The Quest to Stay Hydrated
Hydration & Sports Performance
Daily Hydration for Sport Performance
A vital component to an athlete’s performance is hydration. The human body is made up of 60-70% fluid which shows how important the need is to stay hydrated.
A lack of fluids can hinder an athlete’s performance. Just a 3% loss of fluid in the body can cause an athlete’s performance to drop.
It’s important to drink water throughout the day, starting with a good amount first thing in the morning. This will replace fluids lost during the night to boost your body’s mental clarity and bodily functions.
Water is needed to flush toxins out of the body, which helps to keep muscles healthy and the body working exactly how it should. It also keeps joints lubricated and moving well and keeps blood pressure regulated.
As an athlete you will lose a lot of fluid throughout the day in the form of sweat. It is important to keep sipping water throughout exercise and when you have completed your training.
It’s easy to drink more water by taking a water bottle with you throughout the day. Another helpful tip is to invest in a larger water bottle so you have adequate water everywhere you go. Eating fruits and vegetables with a high water content will help with hydration as well. Lastly, a glass of water before bed will help to top of fluid stores.
Dehydration will increase cardiovascular strain and contribute to muscle fatigue as lactate production is increased. Dehydration also means that you could have an imbalance of electrolytes. Electrolytes optimize the body’s ability to absorb water and help with muscle and organ function. Electrolytes also keep us thirsty which remind athletes to stay hydrated. During intense exercise of over an hour, electrolyte drinks are effective for quickly replacing fluids and salts lost in the body and restoring hydration.
Around 16.9 ounces of water should be drank two hours before exercise, and another 5.7 ounces immediately before. It is then important to drink regularly throughout exercise, aiming for 5.7 ounces every 20 minutes. This will replace the water you lose from sweat. It is important to speak with your coach about optimal hydration levels for your own body, as the amount of water you need will differ when compared to another athlete.

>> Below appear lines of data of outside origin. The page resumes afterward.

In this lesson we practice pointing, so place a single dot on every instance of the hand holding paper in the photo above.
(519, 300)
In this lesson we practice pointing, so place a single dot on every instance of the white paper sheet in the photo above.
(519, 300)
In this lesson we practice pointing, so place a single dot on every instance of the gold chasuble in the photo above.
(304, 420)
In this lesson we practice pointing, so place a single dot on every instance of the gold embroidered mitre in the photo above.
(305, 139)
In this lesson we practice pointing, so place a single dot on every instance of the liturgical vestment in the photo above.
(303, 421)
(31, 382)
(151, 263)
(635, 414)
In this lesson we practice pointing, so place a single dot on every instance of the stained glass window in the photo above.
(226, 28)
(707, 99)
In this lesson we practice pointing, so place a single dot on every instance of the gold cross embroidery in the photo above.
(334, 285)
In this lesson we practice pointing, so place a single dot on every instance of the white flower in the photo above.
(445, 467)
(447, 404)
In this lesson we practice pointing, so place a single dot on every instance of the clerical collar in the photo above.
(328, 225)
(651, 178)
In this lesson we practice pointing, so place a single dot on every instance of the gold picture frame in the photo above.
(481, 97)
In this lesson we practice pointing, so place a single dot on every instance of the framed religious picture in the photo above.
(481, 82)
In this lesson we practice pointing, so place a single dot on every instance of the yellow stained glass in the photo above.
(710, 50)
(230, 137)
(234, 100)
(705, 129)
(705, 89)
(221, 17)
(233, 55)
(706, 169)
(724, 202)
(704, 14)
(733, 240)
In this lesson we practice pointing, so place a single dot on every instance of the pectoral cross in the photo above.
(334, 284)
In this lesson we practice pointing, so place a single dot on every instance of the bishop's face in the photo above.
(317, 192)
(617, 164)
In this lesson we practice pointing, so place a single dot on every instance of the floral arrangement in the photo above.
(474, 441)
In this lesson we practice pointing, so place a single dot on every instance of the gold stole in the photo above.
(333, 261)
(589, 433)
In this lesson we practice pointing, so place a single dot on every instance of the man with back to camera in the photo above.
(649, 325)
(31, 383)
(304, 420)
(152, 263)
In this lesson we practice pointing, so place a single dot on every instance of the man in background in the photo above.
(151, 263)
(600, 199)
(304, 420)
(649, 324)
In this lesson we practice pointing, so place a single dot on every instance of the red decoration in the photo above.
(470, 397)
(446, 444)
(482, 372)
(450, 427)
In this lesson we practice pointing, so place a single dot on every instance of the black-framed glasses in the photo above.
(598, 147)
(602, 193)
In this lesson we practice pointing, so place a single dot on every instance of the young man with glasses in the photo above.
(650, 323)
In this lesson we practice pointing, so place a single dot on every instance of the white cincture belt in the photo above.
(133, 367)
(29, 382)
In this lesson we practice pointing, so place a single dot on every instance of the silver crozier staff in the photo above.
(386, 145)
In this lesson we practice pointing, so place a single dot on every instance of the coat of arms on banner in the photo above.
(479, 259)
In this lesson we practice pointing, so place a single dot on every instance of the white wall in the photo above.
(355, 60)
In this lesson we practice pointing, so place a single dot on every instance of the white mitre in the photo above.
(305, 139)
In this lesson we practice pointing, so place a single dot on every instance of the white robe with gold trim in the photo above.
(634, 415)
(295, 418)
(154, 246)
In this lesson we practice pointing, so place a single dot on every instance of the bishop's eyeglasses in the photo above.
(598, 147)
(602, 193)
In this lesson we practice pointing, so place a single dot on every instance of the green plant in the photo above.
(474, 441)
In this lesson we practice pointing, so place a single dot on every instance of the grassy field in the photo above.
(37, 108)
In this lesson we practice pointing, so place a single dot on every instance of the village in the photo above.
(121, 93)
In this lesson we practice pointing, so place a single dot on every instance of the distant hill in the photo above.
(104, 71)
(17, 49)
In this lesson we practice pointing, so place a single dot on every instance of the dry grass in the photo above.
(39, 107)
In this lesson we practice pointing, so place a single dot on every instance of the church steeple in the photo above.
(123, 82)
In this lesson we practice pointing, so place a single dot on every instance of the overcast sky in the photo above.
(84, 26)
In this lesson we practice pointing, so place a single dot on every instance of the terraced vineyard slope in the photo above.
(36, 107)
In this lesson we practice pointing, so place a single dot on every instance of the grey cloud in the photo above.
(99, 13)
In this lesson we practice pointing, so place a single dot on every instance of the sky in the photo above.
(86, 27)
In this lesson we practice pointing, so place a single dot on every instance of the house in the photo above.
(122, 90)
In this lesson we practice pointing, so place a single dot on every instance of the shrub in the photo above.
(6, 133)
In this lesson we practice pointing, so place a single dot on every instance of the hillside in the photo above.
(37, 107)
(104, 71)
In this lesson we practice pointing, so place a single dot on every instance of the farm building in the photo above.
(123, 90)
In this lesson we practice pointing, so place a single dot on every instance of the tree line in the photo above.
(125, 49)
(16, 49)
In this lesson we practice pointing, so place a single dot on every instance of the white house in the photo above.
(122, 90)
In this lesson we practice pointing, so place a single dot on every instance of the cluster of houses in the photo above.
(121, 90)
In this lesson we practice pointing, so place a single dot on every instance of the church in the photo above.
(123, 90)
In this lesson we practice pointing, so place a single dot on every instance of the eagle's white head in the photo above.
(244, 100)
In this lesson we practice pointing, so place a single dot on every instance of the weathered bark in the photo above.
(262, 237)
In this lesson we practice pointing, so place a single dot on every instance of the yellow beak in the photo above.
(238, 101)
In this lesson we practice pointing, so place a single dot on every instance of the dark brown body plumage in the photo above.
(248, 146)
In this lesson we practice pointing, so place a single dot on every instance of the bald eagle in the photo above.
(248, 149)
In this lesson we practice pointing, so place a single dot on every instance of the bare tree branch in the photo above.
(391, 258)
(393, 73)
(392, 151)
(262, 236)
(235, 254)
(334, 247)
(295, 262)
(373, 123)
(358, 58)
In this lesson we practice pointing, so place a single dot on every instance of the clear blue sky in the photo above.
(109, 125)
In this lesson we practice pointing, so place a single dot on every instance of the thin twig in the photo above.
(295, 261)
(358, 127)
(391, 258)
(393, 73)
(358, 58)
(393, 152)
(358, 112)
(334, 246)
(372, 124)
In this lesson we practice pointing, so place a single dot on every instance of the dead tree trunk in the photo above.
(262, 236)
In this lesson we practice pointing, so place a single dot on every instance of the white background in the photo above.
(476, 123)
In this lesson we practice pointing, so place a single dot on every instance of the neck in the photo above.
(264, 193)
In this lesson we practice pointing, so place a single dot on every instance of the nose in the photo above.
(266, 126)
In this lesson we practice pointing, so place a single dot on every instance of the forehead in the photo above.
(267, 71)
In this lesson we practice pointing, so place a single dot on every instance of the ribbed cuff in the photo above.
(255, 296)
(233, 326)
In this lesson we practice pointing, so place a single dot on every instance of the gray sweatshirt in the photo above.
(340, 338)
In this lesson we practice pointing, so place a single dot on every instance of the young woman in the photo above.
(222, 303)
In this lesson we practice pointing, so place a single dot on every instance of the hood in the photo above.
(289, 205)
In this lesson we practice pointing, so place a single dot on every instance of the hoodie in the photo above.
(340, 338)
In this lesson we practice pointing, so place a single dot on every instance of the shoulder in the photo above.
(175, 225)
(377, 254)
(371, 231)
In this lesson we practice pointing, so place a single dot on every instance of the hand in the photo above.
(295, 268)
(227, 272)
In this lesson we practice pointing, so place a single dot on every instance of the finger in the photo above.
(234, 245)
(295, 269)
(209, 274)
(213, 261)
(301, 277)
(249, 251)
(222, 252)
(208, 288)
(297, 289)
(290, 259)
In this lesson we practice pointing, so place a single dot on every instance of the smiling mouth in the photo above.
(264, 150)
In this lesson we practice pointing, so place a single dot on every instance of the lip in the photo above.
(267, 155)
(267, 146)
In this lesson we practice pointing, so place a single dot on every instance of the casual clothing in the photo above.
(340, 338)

You don’t have to just drink water, either - both milk and fruit juices contribute towards daily fluid consumption, although you should be aware of the amount of sugar in some juices. These also provide extra nutrients for the body, and calories if your body needs them.
Checking the color of your urine is the easiest way to see how hydrated you are. If your urine is clear, you’re good to go and are doing a great job of drinking enough fluids throughout the day. However, if your urine is a dark yellow, it’s time to grab a water bottle and get chugging.
Dehydration doesn’t only affect the body physically, it affects the brain too, which is just as important for the optimal performance of an athlete.